Professor, University of Washington
Lecture Title: Activism and Design
March 11, 2021

Professor Jeff Hou has taught at UW since 2001. He is the Director of the Urban Commons Lab and previously served as Department Chair and Graduate Program Coordinator for the Department of Landscape Architecture. Prof. Hou’s research, teaching, and practice focus on community design, design activism, public space and democracy, and social and environmental justice.

In a career that spans across the Pacific, Hou has worked with indigenous tribes, farmers, and fishers in Taiwan, neighborhood residents in Japan, villagers in China, and inner-city immigrant youths and elders in North American cities, in projects ranging from conservation of wildlife habitats to design of urban open space. He has written extensively on the agency of citizens and communities in shaping the built environments, with edited, co-authored, and co-edited books including Insurgent Public Space: Guerrilla Urbanism and the Remaking of Contemporary Cities (2010), Transcultural Cities: Border-Crossing and Placemaking (2013), Greening Cities, Growing Communities: Learning from Urban Community Gardens in Seattle (2009), Now Urbanism: The Future City is Here (2015), and Messy Urbanism: Understanding the “Other” Cities of Asia (2016). His recent book, City Unsilenced: Urban Resistance and Public Space in the Age of Shrinking Democracy (2017) examines the role of public space in an era of increased political contestation in the neo-liberalizing society. Another recent book Design as Democracy: Techniques for Collective Creativity (2017) is a compendium of community engagement techniques that address fundamental questions in democratizing the design practice.

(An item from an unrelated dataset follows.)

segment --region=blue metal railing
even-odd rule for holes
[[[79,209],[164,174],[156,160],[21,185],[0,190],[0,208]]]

Hou is a recipient of the 2019 CELA Award for Excellence in Research and/or Creative Work and the 2011 CELA Award for Excellence in Service-learning Education. His publications have won the EDRA Great Places Book Award in 2010, 2012 and 2018. Hou’s community engagement work in Seattle’s Chinatown International District has also been recognized with a Community Builder Award, a Golden Circle Award, and a Community Stewardship Award from WASLA. Hou has served on the boards of several nonprofit organizations and governmental committee, and as a coordinator for the Pacific Rim Community Design Network, which he co-founded in 1998.

Hou has a multidisciplinary background in architecture, landscape architecture, planning, and public art. He received his PhD in Environmental Planning and M Arch from University of California, Berkeley, MLA from University of Pennsylvania, and B Arch from the Cooper Union.